Sigal Ben-Porath, a Penn GSE professor of Education, Culture, and Society, and Thea Renda Abu El-Haj, a Penn GSE graduate now teaching at the Graduate School of Education at Rutgers University, believe schools have a responsibility to respond to hate speech which targets students based on characteristics such as their religion, race or sexuality. They offer ways to begin the conversation that is needed today in response to caustic anti-Muslim rhetoric.
Give students a full portrait
Too often, Muslims communities are either ignored in school curriculum or only discussed in the context of terrorism. Neither is productive for Muslim students or for helping all students understand the world around them. Instead, teach your students about the diversity of Muslim communities and Muslim-majority countries. Emphasize the broad spectrum of Muslim communities just within the United States: Families that have lived in country for generations, men and women who have converted, as well as immigrants and refugees from many countries.
Listen to your students
Muslim students might feel under attack, and as such they need your support and guidance. But they are more than just “at-risk students.” Respect them as individuals. Their experiences and knowledge can enrich the school community, as diverse student bodies often do. But be careful not to expect one student — or a fellow teacher — to represent Islam or the Muslim community. That’s not fair to either them or the community. Think about it: You wouldn’t ask a Christian student to represent the entire Christian faith or all its followers.
Don't draw lines
Be sure not to treat American Muslims as “good Muslims” while ignoring or demonizing Muslims in other countries. It’s important to reinforce that our democratic principles value respect for all peoples that make up our country. In doing so, don’t draw a false contrast with the “Muslim world” that is unfortunately portrayed as a shadowy place characterized by violence and oppression.

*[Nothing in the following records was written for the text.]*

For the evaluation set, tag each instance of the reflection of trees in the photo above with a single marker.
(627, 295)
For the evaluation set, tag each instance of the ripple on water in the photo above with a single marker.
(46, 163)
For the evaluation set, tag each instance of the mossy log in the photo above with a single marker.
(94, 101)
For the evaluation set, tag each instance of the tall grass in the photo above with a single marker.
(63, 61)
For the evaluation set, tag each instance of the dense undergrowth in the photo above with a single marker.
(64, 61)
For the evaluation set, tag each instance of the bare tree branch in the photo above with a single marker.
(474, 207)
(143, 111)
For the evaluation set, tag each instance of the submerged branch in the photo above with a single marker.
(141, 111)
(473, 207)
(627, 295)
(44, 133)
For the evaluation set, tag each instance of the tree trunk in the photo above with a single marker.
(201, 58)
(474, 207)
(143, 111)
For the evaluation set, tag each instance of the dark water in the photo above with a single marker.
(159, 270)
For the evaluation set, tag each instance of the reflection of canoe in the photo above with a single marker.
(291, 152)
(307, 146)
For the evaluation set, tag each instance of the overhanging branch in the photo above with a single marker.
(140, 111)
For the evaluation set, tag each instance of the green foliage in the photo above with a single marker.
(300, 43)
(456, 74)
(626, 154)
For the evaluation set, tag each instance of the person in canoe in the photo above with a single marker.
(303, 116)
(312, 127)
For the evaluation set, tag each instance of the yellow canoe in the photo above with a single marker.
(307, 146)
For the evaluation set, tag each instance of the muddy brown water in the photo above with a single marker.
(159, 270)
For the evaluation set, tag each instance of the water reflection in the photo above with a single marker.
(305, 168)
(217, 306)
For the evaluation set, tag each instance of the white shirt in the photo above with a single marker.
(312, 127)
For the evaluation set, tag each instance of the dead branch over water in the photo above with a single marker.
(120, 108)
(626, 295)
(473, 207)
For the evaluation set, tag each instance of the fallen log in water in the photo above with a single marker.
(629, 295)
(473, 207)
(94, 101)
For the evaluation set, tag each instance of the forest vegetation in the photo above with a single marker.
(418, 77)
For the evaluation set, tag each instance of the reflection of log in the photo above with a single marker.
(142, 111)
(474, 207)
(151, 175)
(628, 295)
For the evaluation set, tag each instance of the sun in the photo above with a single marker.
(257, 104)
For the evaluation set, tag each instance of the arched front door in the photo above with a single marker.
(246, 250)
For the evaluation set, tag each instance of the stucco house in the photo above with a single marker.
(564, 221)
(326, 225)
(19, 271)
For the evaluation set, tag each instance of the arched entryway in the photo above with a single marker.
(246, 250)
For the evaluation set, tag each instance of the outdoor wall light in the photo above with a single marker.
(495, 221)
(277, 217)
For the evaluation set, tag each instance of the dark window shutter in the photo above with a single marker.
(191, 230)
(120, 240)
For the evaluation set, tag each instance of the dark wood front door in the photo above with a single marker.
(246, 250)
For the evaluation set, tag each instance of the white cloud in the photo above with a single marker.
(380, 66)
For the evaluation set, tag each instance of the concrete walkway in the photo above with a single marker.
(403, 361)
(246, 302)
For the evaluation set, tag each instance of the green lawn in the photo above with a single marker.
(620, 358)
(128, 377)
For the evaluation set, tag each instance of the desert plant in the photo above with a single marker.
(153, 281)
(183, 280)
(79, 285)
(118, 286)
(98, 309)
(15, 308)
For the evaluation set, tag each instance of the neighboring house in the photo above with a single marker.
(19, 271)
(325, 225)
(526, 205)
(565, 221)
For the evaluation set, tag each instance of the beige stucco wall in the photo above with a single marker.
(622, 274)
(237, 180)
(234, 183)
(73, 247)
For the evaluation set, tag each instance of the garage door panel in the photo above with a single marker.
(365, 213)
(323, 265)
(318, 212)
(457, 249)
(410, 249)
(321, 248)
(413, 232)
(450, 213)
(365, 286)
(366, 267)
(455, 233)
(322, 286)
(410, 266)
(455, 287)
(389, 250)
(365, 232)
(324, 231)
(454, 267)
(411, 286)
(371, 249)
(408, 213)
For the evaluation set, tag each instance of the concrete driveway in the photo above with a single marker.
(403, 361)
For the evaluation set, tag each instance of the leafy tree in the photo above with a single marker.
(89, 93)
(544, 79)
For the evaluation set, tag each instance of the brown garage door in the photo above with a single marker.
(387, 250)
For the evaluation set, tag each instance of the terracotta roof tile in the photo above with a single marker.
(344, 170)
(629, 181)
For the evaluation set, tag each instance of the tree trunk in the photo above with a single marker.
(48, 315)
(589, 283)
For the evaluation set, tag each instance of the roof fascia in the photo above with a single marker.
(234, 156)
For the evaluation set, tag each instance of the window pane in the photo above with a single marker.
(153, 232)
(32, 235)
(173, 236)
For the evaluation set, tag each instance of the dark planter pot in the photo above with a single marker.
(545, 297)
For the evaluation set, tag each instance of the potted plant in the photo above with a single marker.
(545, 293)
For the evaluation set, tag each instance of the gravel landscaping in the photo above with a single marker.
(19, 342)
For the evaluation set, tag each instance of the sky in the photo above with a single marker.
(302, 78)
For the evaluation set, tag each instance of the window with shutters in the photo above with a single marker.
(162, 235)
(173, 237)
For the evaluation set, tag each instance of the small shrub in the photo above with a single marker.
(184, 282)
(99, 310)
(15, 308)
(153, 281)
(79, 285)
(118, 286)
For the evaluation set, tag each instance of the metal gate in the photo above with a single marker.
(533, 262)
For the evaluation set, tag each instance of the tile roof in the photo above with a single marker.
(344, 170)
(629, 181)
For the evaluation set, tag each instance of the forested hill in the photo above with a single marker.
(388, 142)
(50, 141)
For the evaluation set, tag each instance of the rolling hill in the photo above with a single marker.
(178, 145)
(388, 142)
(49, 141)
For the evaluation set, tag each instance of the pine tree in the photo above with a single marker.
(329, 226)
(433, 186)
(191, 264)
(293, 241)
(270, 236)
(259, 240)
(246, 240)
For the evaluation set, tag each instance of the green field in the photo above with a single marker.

Educators understand it’s important to support their Muslim students. But that support (“He/She is one of us!”) can ring hollow if it doesn’t recognize that many American Muslims have a real connection to people living in countries that remain demonized in the public imagination.
Teach about Muslim communities even in the absence of Muslim students
Including lessons about Muslim communities is crucial, whether or not you believe there are Muslims in your school. Anti-Muslim rhetoric, like many other forms of hate, thrives on ignorance. By teaching your students about the diversity of the Muslim communities, you help them resist stereotypes and prejudice.